Specular reflectance and derivative spectrometric studies on lac‐melamine formaldehyde (MF) resin blends

To find out the molecular level changes in lac‐MF blends, occurring due to the effect of thermal stress on the blends at elevated temperature and at different intervals of baking time.

Films of lac‐MF blends, applied on tin panels were baked at 200°C for different time intervals. The baked films were examined by specular reflectance spectroscopy, as they were otherwise difficult to examine through conventional IR techniques, using KBr pellet method, due to their amorphous and tacky nature. The results obtained were compared and reported.

On baking the blends of lac‐MF resin at 200°C for different time intervals, cross‐polymerisation sets in via esterification and condensation. In addition to this, etherification may take place among different molecules of lac and MF resin. In terms of different physico‐chemical parameters, blends of 7:3 (w/w) lac:MF and of 1:1 (w/w) lac:MF were found to be better than blends of 3:7 (w/w) lac:MF, baked at 200°C for different time intervals.

Chemical researches on lac‐synthetic resin blends have been typically limited due to the complex nature of resins and also due to the lack of suitable modern tools and techniques. This has been solved using state‐of‐the‐art instrumentation and computational techniques, which may prove to be useful to industry and for research.
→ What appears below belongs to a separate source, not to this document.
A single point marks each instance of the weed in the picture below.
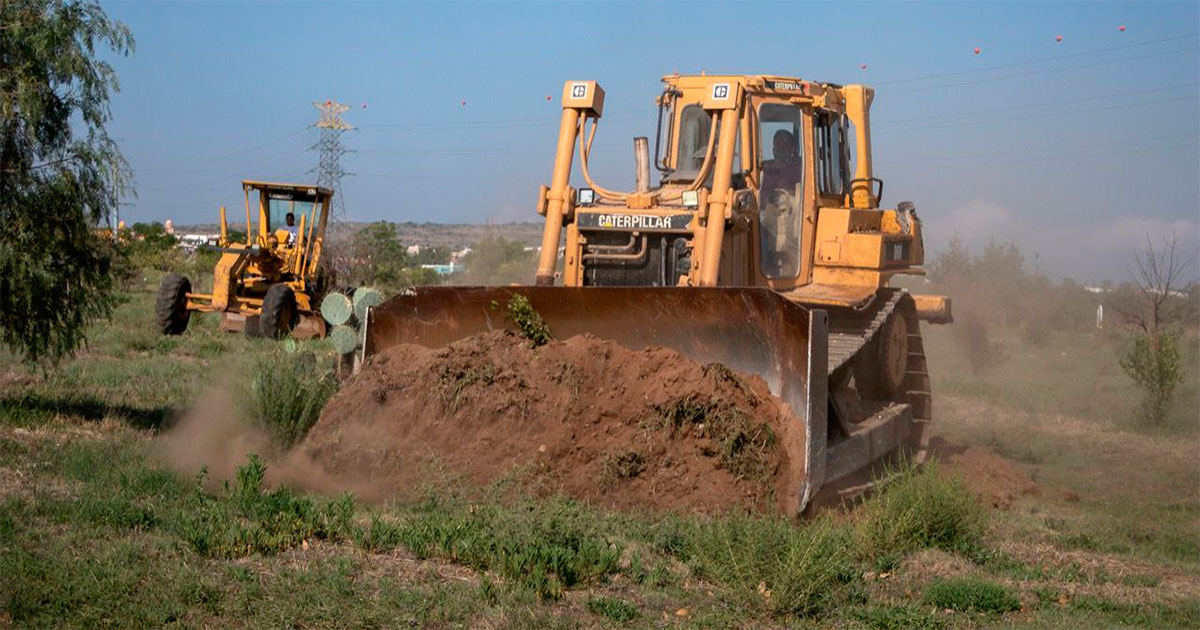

Lac and its blends retain their significance in diverse fields of applications, ranging from surface coatings and food applications, to the formulation of lacquers, varnishes and in the finishing industry. Findings made in this study could have significant application for such industries from an application point of view.

To date, there is no record of specular – reflectance and derivative spectrometric studies on lac‐synthetic resin blends. This paper represents the first attempt to obtain and correlate reflectance data on such blends. It also highlights the convenience of the method and the scope of sophisticated data analysis, including derivative spectrometry.